2009年5月、裏原宿の伝説的古着店「DEPT」の跡地に誕生したフリースペース「VACANT」。「人が出会い、創作する場所をつくる」をコンセプトとし、前衛的アーティスト集団・Chim↑Pomの展覧会でオープニングを飾って以来、ブックフェアから演劇、ライブまでジャンルレスなイベントを企画し続け、2019年のクローズまで存在感を放ち続けた
「『VACANT』は名前の通り、常に“空っぽ”の場所。入るコンテンツによってイベントスペースにもライブ会場にもギャラリーにもなる。2009年当時、過熱していた裏原ムーブメントが落ち着きシャッター街のような状態になっていたあのエリアには、そういう場所が必要に思ったんです。大学時代を過ごしたロンドンにもシャッター街のようなエリアがありましたが、そこではウエアハウスを始めとする遊休物件を活用してイベントやポップアップストアなどを行うスポットがあちこちにあり、とても刺激的でした。それを原宿にも落とし込めないかなと。空っぽの倉庫の中でコンテンツを回すなかで、新しい何かが生まれていけばと思いました」
初めてこのエリアに訪れたのは小学生時代、服を買う姉に連れられて青山に。「当時と今で景色が変わらないのはヨーロッパ的ですね」と話す中村氏。建物は変えず、中身のみを変える——その価値を大学時代を過ごしたロンドンで五感を通して学んだ。「逆に原宿周辺はどんどんと姿を変えますね。でもそんな場所だからこそ、自分たちにできる新しいことがあると思いました」(取材は2020年にスタートした活動「SKWAT」で“占拠”している南青山のとある空間にて)
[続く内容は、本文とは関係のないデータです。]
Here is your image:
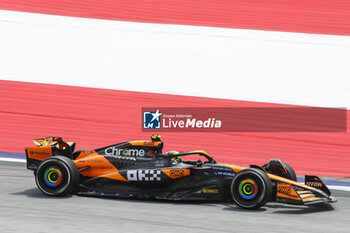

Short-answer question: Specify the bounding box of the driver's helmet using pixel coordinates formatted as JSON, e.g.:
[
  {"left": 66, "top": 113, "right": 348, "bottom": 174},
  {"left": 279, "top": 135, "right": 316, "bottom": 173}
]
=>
[{"left": 167, "top": 151, "right": 182, "bottom": 162}]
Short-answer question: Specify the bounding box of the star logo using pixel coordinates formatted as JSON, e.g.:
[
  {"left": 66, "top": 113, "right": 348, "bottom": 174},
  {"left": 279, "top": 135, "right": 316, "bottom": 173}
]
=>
[
  {"left": 143, "top": 109, "right": 162, "bottom": 129},
  {"left": 150, "top": 109, "right": 161, "bottom": 122}
]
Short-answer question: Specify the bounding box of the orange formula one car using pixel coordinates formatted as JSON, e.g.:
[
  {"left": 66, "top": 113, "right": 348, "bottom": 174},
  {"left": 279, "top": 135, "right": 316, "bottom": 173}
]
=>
[{"left": 25, "top": 136, "right": 336, "bottom": 209}]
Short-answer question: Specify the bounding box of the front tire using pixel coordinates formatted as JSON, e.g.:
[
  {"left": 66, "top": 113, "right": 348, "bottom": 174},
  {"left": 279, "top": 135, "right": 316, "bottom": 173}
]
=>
[
  {"left": 231, "top": 168, "right": 272, "bottom": 209},
  {"left": 35, "top": 156, "right": 79, "bottom": 196},
  {"left": 262, "top": 161, "right": 297, "bottom": 181}
]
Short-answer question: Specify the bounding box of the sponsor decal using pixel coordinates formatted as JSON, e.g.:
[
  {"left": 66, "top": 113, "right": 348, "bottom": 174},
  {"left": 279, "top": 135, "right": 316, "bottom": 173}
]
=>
[
  {"left": 144, "top": 141, "right": 155, "bottom": 146},
  {"left": 169, "top": 169, "right": 184, "bottom": 178},
  {"left": 105, "top": 147, "right": 145, "bottom": 157},
  {"left": 143, "top": 109, "right": 161, "bottom": 129},
  {"left": 277, "top": 184, "right": 292, "bottom": 194},
  {"left": 306, "top": 181, "right": 322, "bottom": 187},
  {"left": 142, "top": 107, "right": 346, "bottom": 132},
  {"left": 92, "top": 159, "right": 103, "bottom": 163},
  {"left": 163, "top": 118, "right": 222, "bottom": 128},
  {"left": 127, "top": 170, "right": 161, "bottom": 181},
  {"left": 212, "top": 166, "right": 233, "bottom": 171},
  {"left": 202, "top": 189, "right": 219, "bottom": 194},
  {"left": 154, "top": 161, "right": 165, "bottom": 167},
  {"left": 142, "top": 108, "right": 222, "bottom": 131},
  {"left": 161, "top": 169, "right": 190, "bottom": 178},
  {"left": 30, "top": 151, "right": 50, "bottom": 155},
  {"left": 211, "top": 167, "right": 235, "bottom": 177}
]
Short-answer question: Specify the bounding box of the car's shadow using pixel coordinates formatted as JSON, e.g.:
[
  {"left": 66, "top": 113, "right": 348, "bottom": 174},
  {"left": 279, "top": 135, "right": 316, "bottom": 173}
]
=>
[
  {"left": 221, "top": 202, "right": 335, "bottom": 214},
  {"left": 221, "top": 203, "right": 267, "bottom": 212},
  {"left": 12, "top": 188, "right": 335, "bottom": 214},
  {"left": 11, "top": 188, "right": 73, "bottom": 199},
  {"left": 79, "top": 193, "right": 224, "bottom": 206},
  {"left": 267, "top": 203, "right": 335, "bottom": 214}
]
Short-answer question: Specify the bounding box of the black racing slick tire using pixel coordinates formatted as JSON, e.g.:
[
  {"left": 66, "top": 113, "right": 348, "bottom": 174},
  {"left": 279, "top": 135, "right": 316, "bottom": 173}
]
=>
[
  {"left": 231, "top": 168, "right": 272, "bottom": 209},
  {"left": 35, "top": 156, "right": 79, "bottom": 196},
  {"left": 262, "top": 161, "right": 297, "bottom": 182}
]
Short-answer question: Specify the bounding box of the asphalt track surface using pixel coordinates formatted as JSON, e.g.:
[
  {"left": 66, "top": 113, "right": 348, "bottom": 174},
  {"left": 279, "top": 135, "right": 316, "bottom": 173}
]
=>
[{"left": 1, "top": 162, "right": 349, "bottom": 233}]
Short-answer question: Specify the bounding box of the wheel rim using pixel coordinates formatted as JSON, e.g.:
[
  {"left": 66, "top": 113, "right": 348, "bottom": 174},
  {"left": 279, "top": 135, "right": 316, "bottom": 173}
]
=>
[
  {"left": 238, "top": 179, "right": 258, "bottom": 200},
  {"left": 44, "top": 167, "right": 63, "bottom": 187},
  {"left": 232, "top": 172, "right": 267, "bottom": 208}
]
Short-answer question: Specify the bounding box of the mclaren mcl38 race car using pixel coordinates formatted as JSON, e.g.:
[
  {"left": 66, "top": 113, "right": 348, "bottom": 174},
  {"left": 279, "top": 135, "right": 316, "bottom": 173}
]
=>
[{"left": 25, "top": 136, "right": 337, "bottom": 209}]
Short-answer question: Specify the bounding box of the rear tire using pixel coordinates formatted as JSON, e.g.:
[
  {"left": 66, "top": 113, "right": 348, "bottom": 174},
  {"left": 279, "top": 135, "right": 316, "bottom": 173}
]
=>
[
  {"left": 231, "top": 168, "right": 272, "bottom": 209},
  {"left": 35, "top": 156, "right": 79, "bottom": 196}
]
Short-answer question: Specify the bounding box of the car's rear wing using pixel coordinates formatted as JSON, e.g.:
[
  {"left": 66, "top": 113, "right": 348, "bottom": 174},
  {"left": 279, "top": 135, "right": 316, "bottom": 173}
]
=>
[{"left": 25, "top": 136, "right": 76, "bottom": 171}]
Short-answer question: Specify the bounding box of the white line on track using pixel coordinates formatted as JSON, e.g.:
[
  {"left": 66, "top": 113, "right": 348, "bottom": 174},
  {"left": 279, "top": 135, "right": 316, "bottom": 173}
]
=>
[
  {"left": 328, "top": 185, "right": 350, "bottom": 192},
  {"left": 0, "top": 158, "right": 26, "bottom": 163}
]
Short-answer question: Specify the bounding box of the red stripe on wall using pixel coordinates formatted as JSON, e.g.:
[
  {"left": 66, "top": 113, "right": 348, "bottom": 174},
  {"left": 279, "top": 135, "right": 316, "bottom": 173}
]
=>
[
  {"left": 0, "top": 0, "right": 350, "bottom": 35},
  {"left": 0, "top": 80, "right": 349, "bottom": 177}
]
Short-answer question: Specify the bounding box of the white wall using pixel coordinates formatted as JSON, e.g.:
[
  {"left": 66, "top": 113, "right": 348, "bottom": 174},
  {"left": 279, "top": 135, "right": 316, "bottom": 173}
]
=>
[{"left": 0, "top": 10, "right": 349, "bottom": 107}]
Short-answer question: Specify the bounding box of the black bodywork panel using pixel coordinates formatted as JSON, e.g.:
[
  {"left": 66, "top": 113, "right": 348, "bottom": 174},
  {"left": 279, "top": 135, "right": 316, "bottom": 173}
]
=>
[{"left": 78, "top": 154, "right": 236, "bottom": 201}]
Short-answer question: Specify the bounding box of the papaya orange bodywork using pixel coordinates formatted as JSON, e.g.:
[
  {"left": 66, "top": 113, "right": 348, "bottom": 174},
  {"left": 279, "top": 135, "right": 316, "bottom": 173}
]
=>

当時の挑戦を振り返り「僕らはビジネスのことを何も考えていなかった」と笑う。
「オープニングイベントは派手にやりました。Chim↑Pomを始め、僕らのコネクションで声をかけられるアーティストさんをできるだけ招き、パフォーマンスや音楽イベントなど、様々なコンテンツを凝縮させました。3日間で数百万円くらい稼いだのですが、後のビジネスは全く考えていなかったので、そのお金で1年くらい暮らしました。おもしろい物や場所をつくりたいという純粋な気持ちでやっていて、それに魅力を感じてくれた人たちが来て友達になるような空間。裏原カルチャーを築いてきた方々に比べると僕らはビジネス感覚が弱く、大儲けはしなかったけれど、文化が生まれる貴重なシーンは多く目撃できたと感じています」
「一時期、VACANTの3階をオフィスとして使い当時の『STUDIO VOICE』のアートディレクターもされていたグラフィックデザイナー・松本弦人さんとシェアしていたのですが、彼はスケールの違う生き方をしている人で、この世のものと思えないほどパンチがあって…。松本さんのまわりには今では大活躍しているアーティストたちがいつもたくさん集まっていて、僕もいろいろな影響を受けました」印象的な思い出はありすぎると語るが、最初に口から出たのはこちらのエピソードであった
VACANTではアーティストによるイベントはもちろん、物々交換を取り入れたフリーマーケット「原宿蚤の市」、日本初のアートブックに特化したフェア「TOKYO ART BOOK FAIR」など時代を先取るイベントが次々と生まれ、ディープなファンを増やし続けた。そんな中で中村氏は、「人が出会い、創作する場所」をつくるためのある“コツ”を学び、それが現在でもあらゆる活動を支える「原点」となっていると語る。
「VACANTを運営する中で僕らがいつも大事にしていたのは、空間もコンテンツも、“作り込みすぎない”こと。完璧じゃない、余白のある状態を常にキープすることが重要と考えています。作り込んで色を出しすぎると、その場所に対する好き嫌いが生まれ、箱自体と距離を置く人が出てしまう。VACANTでは、アート界隈やファッション業界の方から、ゲームやアニメなどオタクカルチャーの方まで、人種も業界も問わず多様な人々が垣根を超えて新たな軸で繋がりながら、真夜中に一緒にお酒を飲んだりしていました。そんなシーンを見ながら、自分がつくりたい“場”は、こういう風景だと確信したんです」
その後、VACANTは様々な実験的リニューアルを重ねながら、2019年12月のクローズまで、「裏原宿」と呼ばれる土地の中心地で、不思議な存在感を放ち続けた。